My oh essentially got let go from a job because he dared to ask for flexibility. His boss questioned his work ethic because he saw no value in being around for the children or trying to accommodate me having a career. Actual words were oh is your wife not a mumsy mum? What the hell. The assumption at every job my oh has ever had is that I will always be about to cater to the children. If they need him to be on call, overtime at a moments notice. He has never been asked at any interviews do you have children planning children. He has a wife. He is free to have a career.

Unless things are going to change at a society level of suddenly valuing childcare/care work and parenting. I'd like to see more careers/lifestyle advice for younger people.

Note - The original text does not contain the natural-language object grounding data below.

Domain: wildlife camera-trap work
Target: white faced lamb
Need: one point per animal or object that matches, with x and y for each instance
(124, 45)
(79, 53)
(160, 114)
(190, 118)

More awareness for younger people on maternity/paternity setting up those relationships dynamics early. Hopefully it's all changed now but I had no advice at university. Apart from a tutor saying I could still have a career. Because he manages it and had children. I was just missing the wife he also had.

Apologies for the wall of text my phone hates this app with a passion. It often glitches.

Teddleshon · 12/03/2024 09:58

It’s pie in the sky to say that all jobs can be part time, they just can’t. I was a city trader and had to be on the trading floor while markets were open. There are endless highly paid high pressure jobs which can never be part time.